Uncovering “Private” Misinformation

by Ashkan Kazemi (PhD student, Michigan AI)

While fake news detection is an already difficult task for machines (and humans!), what happens when large unmoderated private groups become filled with misinformation? 

Even if there was a perfect algorithm that could automatically detect fake news (which doesn’t exist), it still would require access to the user content to determine its veracity. Although social media platforms usually have access to scan user content to detect malicious purposes, this is simply not the case for end-to-end encrypted social media. 

As a PhD candidate in the AI Lab interested in conducting research at the intersection of NLP and misinformation, I (Ashkan Kazemi) wanted to understand more about the dynamics of fake news on closed messaging platforms.

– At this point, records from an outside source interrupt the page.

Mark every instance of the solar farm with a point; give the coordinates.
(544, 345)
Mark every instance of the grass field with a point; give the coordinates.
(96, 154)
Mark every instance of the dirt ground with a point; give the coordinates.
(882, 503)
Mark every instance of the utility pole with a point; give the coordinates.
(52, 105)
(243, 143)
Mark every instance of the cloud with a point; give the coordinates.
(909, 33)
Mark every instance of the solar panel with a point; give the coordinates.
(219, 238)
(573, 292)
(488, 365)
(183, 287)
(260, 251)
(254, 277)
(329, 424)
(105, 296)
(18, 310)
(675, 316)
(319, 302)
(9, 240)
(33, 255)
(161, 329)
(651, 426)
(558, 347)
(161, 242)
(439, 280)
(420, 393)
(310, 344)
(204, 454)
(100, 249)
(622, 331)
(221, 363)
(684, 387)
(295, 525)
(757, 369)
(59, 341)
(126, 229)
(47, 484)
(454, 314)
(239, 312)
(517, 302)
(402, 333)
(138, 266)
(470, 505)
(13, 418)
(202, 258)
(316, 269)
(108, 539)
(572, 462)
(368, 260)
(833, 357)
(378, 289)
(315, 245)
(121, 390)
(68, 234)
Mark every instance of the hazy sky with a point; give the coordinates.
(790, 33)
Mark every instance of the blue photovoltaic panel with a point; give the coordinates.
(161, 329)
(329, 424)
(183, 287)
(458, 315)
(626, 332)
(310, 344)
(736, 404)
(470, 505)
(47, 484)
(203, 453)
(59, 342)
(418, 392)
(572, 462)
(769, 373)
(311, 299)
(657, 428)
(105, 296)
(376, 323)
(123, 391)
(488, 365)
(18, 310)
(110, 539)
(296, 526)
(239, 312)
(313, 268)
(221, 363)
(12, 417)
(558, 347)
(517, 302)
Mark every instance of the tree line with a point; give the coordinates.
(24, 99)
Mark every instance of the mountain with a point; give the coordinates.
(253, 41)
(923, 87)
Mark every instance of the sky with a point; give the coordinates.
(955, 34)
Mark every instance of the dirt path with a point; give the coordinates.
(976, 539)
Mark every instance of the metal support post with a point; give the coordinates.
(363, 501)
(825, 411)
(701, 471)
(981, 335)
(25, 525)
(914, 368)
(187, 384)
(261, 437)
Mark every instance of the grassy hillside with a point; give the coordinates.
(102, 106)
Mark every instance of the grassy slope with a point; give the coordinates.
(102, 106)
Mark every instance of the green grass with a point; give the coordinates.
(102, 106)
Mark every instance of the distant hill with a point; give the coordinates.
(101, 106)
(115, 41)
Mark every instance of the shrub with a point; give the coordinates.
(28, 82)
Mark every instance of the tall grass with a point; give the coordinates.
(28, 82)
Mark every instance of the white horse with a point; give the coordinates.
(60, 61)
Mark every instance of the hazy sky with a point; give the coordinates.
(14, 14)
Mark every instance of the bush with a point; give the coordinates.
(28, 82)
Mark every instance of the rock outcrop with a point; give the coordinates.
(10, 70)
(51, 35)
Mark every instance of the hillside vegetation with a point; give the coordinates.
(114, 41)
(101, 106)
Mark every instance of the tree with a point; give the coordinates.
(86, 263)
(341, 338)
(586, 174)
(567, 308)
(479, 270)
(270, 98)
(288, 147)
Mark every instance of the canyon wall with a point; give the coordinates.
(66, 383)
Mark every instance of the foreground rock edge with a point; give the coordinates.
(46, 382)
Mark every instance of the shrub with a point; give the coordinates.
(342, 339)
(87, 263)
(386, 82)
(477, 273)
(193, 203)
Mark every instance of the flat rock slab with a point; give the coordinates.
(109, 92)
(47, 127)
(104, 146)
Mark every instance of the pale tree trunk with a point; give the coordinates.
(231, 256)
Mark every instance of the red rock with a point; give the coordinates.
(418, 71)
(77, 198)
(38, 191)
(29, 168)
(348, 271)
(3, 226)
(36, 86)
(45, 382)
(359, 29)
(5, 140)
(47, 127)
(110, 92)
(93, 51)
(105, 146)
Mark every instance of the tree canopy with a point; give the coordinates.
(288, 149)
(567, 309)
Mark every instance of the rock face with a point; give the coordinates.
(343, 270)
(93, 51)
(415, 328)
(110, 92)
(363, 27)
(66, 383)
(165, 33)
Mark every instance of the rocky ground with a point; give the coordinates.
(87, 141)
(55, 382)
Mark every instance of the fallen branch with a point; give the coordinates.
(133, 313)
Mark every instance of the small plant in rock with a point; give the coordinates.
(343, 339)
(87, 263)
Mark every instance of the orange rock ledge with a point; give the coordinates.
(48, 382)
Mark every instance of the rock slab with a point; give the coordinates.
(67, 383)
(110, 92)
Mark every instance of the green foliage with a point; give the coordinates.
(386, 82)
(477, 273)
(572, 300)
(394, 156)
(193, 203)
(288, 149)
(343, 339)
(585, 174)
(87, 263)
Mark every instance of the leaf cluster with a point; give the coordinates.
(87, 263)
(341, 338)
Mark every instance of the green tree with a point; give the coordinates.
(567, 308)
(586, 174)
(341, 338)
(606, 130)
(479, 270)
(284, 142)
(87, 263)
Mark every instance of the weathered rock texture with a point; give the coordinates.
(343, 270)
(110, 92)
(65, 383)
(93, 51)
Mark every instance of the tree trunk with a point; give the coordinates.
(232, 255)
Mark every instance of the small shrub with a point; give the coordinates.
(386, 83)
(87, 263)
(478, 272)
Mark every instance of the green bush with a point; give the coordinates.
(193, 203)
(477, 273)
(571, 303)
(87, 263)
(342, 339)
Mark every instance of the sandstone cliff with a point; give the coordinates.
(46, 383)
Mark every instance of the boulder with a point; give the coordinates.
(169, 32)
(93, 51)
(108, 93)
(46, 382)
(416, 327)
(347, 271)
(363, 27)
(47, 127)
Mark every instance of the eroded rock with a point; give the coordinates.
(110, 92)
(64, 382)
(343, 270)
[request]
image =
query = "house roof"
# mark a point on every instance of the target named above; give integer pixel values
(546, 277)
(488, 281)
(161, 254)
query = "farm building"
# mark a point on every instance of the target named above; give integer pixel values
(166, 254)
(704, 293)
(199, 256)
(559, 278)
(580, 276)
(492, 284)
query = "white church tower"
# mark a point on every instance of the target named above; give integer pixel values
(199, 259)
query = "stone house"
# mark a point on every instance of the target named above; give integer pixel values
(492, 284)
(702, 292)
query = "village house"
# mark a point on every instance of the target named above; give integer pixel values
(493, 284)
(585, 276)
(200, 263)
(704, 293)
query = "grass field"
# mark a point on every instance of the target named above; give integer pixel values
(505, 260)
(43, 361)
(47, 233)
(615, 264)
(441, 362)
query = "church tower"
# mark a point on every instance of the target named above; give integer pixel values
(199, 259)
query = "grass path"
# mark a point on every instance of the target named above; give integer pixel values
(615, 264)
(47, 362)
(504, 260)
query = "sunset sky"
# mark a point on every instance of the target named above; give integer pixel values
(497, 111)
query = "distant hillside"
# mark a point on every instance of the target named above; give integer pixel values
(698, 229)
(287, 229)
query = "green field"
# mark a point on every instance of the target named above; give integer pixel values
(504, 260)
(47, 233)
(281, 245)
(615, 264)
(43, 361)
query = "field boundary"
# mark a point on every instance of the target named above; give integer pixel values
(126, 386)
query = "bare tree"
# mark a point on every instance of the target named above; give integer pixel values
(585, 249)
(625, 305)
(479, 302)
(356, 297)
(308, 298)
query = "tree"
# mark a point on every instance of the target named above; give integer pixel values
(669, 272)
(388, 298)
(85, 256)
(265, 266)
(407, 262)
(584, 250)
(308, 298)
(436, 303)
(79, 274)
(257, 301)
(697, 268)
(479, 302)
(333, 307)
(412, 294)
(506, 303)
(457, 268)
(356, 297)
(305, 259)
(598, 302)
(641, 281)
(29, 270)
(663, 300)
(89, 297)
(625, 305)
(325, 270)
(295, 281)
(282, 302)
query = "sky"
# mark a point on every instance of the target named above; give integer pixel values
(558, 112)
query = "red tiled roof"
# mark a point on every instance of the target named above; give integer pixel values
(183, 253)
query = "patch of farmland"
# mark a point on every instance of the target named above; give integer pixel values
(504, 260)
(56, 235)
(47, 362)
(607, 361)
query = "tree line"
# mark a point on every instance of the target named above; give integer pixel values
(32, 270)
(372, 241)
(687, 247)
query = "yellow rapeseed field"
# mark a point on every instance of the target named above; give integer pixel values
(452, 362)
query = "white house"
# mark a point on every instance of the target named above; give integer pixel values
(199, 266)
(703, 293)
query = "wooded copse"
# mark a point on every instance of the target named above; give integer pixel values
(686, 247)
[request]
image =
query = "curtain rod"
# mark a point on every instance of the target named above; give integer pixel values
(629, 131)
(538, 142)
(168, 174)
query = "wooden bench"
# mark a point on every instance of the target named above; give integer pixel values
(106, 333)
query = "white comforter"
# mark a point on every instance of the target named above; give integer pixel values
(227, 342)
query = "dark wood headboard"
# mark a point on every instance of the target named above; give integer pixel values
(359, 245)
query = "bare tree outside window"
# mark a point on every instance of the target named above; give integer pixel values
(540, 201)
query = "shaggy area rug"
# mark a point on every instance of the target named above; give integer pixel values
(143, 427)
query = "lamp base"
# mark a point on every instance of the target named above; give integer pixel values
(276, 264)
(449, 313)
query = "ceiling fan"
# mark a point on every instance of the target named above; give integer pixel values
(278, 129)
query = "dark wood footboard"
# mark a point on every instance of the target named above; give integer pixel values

There is currently no easy way to discover misleading and malicious content on WhatsApp and other end-to-end encrypted platforms at scale, given that all conversations are accessible only to users partaking in the conversations. In a recent paper published in Harvard Kennedy School Journal of Misinformation Review with collaborators at Meedan, MIT and University of Duisburg-Essen, we conducted a case-study of the 2019 Indian General Elections to analyze the usefulness of a crowd-sourced “tipline” through which users can submit content (“tips”) that they want fact-checked. A tipline is an account on social media operated by a fact-checking organization. Social media users are invited to send potential misinformation to the tipline to (a) see if there is a fact-check or (b) share it as a ‘tip’ that the fact-checking organization might investigate.

Using state-of-the-art AI technology for matching similar texts and images, we compared content sent to the election tipline to the content collected from a large-scale crawl of public WhatsApp groups (these are WhatsApp groups where the link to join is shared openly), ShareChat (a popular image sharing platform in India similar to Instagram), and fact-checks published during the same time in order to understand the overlap between these sources.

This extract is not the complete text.